Update: Jim Treacher e-mails re: Foley, “Remember Gary Condit? Remember how he paled in comparison? This is making me nervous.”
Update: Harry Reid, ever helpful:
I urge the President to immediately appoint a senior official to conduct a full review of his Administration’s failed North Korea policy, develop recommendations to change course, and directly communicate to the North Koreans the consequences of their actions and the Administration’s new course. On North Korea as in other national security policies, the Bush Administration and the Republican-controlled Congress have made America less secure.
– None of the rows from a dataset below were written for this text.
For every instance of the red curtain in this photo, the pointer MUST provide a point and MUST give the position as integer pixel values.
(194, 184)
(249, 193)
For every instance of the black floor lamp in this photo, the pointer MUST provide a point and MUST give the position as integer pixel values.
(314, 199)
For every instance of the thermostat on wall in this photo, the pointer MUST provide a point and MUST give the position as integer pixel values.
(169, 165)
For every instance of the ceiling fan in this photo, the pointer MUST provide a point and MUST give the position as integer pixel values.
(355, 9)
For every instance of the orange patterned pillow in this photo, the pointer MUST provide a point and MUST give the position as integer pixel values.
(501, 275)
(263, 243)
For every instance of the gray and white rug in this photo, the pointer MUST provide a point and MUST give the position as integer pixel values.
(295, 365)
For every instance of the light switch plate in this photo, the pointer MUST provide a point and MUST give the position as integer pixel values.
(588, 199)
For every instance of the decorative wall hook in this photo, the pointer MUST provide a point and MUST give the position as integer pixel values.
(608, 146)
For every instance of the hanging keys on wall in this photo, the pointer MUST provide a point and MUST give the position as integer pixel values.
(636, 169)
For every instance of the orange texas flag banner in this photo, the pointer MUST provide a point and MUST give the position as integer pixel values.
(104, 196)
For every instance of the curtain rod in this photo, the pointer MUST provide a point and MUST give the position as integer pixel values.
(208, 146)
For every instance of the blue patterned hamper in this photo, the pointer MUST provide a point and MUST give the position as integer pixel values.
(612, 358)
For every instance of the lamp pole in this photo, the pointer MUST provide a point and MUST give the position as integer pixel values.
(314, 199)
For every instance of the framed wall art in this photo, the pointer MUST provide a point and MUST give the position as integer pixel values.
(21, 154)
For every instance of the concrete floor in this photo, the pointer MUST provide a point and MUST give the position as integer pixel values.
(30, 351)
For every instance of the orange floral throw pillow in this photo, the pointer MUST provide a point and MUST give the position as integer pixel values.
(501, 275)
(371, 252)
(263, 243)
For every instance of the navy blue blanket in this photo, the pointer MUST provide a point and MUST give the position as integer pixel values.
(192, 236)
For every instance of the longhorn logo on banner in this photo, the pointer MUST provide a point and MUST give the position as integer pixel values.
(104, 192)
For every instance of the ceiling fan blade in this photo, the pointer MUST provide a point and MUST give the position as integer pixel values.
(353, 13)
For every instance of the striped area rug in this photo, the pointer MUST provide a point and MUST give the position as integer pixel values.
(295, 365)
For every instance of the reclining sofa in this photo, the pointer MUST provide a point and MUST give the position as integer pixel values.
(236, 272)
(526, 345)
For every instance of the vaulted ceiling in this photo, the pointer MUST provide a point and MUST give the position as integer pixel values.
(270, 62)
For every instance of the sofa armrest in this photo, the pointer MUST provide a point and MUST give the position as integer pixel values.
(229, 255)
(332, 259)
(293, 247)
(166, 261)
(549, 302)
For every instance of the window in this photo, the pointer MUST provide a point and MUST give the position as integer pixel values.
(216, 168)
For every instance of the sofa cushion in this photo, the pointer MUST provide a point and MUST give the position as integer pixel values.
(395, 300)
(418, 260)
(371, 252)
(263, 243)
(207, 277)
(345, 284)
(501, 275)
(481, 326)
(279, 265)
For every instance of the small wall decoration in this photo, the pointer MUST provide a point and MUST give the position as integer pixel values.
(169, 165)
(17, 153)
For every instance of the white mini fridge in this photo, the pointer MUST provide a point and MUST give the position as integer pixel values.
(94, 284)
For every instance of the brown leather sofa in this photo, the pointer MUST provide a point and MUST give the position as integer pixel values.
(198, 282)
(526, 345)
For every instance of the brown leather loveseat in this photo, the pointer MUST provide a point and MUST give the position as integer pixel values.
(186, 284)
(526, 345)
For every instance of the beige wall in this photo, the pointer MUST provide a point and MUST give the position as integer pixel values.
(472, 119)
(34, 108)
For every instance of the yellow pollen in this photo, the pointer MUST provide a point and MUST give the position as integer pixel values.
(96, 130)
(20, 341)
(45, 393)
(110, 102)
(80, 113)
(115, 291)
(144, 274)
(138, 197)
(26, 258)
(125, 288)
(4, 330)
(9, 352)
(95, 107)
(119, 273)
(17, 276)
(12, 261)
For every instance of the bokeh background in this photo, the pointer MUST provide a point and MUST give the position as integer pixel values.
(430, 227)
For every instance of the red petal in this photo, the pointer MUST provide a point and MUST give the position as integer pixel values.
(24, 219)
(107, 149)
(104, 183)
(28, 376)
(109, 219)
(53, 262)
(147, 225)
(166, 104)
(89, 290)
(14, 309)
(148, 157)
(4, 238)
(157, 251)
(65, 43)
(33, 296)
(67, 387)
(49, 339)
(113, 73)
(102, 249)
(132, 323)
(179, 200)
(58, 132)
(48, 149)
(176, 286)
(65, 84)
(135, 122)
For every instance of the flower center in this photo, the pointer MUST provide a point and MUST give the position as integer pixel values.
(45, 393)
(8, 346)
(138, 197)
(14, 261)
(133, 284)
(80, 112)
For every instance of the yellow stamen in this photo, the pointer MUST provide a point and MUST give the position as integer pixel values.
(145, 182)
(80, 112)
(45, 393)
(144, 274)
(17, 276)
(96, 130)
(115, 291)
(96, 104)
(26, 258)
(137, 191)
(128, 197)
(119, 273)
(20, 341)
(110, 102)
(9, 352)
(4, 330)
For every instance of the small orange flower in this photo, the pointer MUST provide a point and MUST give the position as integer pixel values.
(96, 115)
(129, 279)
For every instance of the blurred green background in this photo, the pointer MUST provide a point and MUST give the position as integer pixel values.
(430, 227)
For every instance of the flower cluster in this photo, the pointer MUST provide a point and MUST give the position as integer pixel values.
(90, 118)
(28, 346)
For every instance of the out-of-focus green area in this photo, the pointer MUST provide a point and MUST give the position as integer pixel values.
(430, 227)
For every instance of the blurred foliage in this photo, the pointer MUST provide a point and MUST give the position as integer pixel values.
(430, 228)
It is time for a new direction.
Update: I saw this linked before on Free Republic but there’s been nothing about it on TV. Have the NorKs detonated a second bomb?
Update: In case you’re wondering, Stratfor makes clear that there’s no military solution to this problem:
“[I]t is quite conceivable that Kim Jong-Il and his advisors — or other factions — might construe even the most limited military strikes against targets directly related to missile development or a nuclear program as an act threatening the regime, and therefore one that necessitates a fierce response.” North Korea could retaliate using the 10,000 fortified artillery pieces currently trained on the South Korean capital of Seoul; it also has over 100 No-Dong missiles capable of hitting deep into South Korean territory or else targeting Japan. The artillery alone could be devastating for South Korea. As William C. Triplett II noted in his 2004 book Rogue State, North Korea is capable of firing “between 300,000 and 500,000 artillery shells per hour on the Seoul metropolitan area.”